High threads_running / lock waits

-- What is running right now?
SELECT id, user, host, db, time, state, LEFT(info, 100) AS query
FROM information_schema.processlist
WHERE command != 'Sleep'
ORDER BY time DESC;

-- Who is blocking who?
SELECT
  r.trx_id AS waiting_trx,
  r.trx_mysql_thread_id AS waiting_thread,
  b.trx_id AS blocking_trx,
  b.trx_mysql_thread_id AS blocking_thread,
  b.trx_query AS blocking_query
FROM information_schema.innodb_lock_waits w
JOIN information_schema.innodb_trx b ON b.trx_id = w.blocking_trx_id
JOIN information_schema.innodb_trx r ON r.trx_id = w.requesting_trx_id;

-- Kill a blocking query
KILL <blocking_thread_id>;

Slow queries

-- Top slow queries (requires slow_query_log = ON or performance_schema)
SELECT
  digest_text,
  count_star AS calls,
  round(avg_timer_wait / 1e9, 2) AS avg_ms,
  round(sum_timer_wait / 1e9, 2) AS total_ms
FROM performance_schema.events_statements_summary_by_digest
ORDER BY sum_timer_wait DESC
LIMIT 10;

Grafana Dashboard Structure [I]

Dashboard 1: MySQL Overview

Row 1 — Health
  [Stat] mysql_up    [Stat] Replica lag (max)    [Stat] Threads running

Row 2 — Connections
  [Graph] threads_connected over time
  [Gauge] Connection utilization %

Row 3 — Throughput
  [Graph] Queries/sec    [Graph] Slow queries/sec
  [Graph] Commits/sec    [Graph] Rollbacks/sec

Row 4 — InnoDB
  [Graph] Buffer pool hit ratio (target > 99%)
  [Graph] Row lock waits/sec    [Stat] Avg lock wait ms

Row 5 — Replication
  [Graph] Seconds_behind_master per replica
  [Stat] IO thread    [Stat] SQL thread

Row 6 — Disk
  [Graph] /var/lib/mysql disk usage %
  [Graph] Binlog size

Dashboard 2: Replication Health

Row 1 — [Graph] Per-replica lag (one line per replica)
Row 2 — [Stat] IO thread running per replica
Row 3 — [Stat] SQL thread running per replica
Row 4 — [Graph] Replica queries/sec (read load distribution)

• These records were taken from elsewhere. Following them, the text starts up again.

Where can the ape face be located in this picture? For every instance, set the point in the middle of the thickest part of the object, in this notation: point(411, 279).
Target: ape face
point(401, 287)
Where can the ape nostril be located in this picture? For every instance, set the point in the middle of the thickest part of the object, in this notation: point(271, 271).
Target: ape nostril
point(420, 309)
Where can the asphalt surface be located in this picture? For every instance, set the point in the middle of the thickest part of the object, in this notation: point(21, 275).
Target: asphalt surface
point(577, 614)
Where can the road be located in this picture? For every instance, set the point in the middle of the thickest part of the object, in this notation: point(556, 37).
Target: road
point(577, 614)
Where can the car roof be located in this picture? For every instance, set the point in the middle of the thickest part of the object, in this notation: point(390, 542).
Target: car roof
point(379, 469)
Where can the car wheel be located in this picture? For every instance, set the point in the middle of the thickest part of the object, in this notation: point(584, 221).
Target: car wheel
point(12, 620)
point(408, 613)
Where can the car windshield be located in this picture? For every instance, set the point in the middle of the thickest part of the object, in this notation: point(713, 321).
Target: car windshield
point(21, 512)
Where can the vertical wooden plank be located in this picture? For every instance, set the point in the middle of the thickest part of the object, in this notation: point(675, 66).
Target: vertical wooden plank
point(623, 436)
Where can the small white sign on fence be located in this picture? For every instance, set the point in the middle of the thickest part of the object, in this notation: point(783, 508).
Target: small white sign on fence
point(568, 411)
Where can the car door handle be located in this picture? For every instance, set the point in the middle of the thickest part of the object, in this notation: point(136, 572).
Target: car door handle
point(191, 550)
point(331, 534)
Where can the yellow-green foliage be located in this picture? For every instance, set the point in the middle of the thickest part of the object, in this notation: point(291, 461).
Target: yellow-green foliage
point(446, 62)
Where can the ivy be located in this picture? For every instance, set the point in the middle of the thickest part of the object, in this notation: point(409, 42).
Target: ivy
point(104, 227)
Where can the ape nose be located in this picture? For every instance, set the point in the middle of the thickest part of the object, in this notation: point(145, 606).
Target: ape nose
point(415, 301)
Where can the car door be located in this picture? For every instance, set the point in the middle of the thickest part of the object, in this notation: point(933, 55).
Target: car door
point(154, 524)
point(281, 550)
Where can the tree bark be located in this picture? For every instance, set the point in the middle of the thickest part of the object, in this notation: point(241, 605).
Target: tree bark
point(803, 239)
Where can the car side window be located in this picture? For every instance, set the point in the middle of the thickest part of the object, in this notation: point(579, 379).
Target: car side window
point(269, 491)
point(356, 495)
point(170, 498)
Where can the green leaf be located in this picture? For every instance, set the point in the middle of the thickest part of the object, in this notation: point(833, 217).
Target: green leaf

PostgreSQL: Key Differences [B]

For PostgreSQL, use postgres_exporter instead. Core differences from MySQL monitoring:

Concern MySQL metric PostgreSQL metric
DB up mysql_up pg_up
Connections mysql_global_status_threads_connected pg_stat_activity_count
Replication lag mysql_slave_status_seconds_behind_master pg_replication_lag
Lock waits mysql_global_status_innodb_row_lock_waits pg_locks_count{granted="false"}
Cache hit InnoDB buffer pool hit ratio pg_stat_database_blks_hit / (blks_hit + blks_read)
Slow queries performance_schema pg_stat_statements (extension)

PostgreSQL-specific: watch n_dead_tup (bloat) and autovacuum lag — no MySQL equivalent.


Tool Comparison [B]

Tool Best for Limitations
Prometheus + Grafana Self-managed, EC2-hosted, full control Setup overhead
CloudWatch RDS / Aurora, zero setup Limited granularity, cost at scale
Datadog Unified app + DB + infra Cost, vendor lock-in
RDS Performance Insights Deep query analysis on RDS/Aurora RDS-only
PMM (Percona Monitoring) MySQL/PostgreSQL, open-source, rich DB UI Self-hosted overhead
pt-query-digest Offline slow log analysis Not real-time
mytop / innotop Live MySQL process monitor (like top) Terminal only, no history

PMM (Percona Monitoring and Management) is worth considering for MySQL-heavy environments — it wraps mysqld_exporter + Grafana dashboards + query analytics in one self-hosted package.